En nombre de su loable batalla contra el populismo de aquí y de los cuatro puntos cardinales, el intendente Horacio Quiroga denunció al “punteraje de los barrios”, que asoció al partido gobernante. Esos asentamientos florecen en terrenos municipales con notable hiperactividad en vísperas de elecciones. “Tenemos que terminar con la extorsión de los que convierten a los vecinos en esclavos de las urnas aprovechándose de las situaciones de necesidad”, proclamó Pechi en su discurso de apertura de sesiones.
Convengamos que la toma de un terreno fiscal es una acción contraria a la ley. Y que la sucesión de tomas implica el desconocimiento a todas las normas vigentes. Eso lo suscribimos todos. Pero tal vez sea necesario poner las cosas un poco en perspectiva porque no estamos hablando de gente que se cuelga del cable para apretar 900 canales en su pantalla. Lo que diferencia una cosa de otra es el estado de extrema necesidad, como dice la Iglesia. “Frente a las usurpaciones siempre actuaremos en defensa del interés social. La paz social no es dejar que cada uno haga lo que se le antoje”, advierte el intendente y aspirante a gobernador, y acto seguido habla de “anomia”, que es cuando una sociedad resuelve prescindir de la ley. El dilema se presenta (ley vs. necesidad) cuando se invaden tierras yermas e improductivas pero públicas; o sea, “la tierra de todos”.
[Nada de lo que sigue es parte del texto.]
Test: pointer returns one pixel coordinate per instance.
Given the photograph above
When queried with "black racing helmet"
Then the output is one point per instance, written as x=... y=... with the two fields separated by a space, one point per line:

¿Qué necesidad viene primero, comer o ir al cine? Buscar satisfacer a los que menos o nada tienen es lo que hace que los partidos, incluso cabalgando sobre el facilismo y el populismo, ganen elecciones. Cuando lo primero es tener un terrenito para empezar, la ley suele ser un lujo lejano, estimado intendente. Y la desesperación, la moneda de cambio.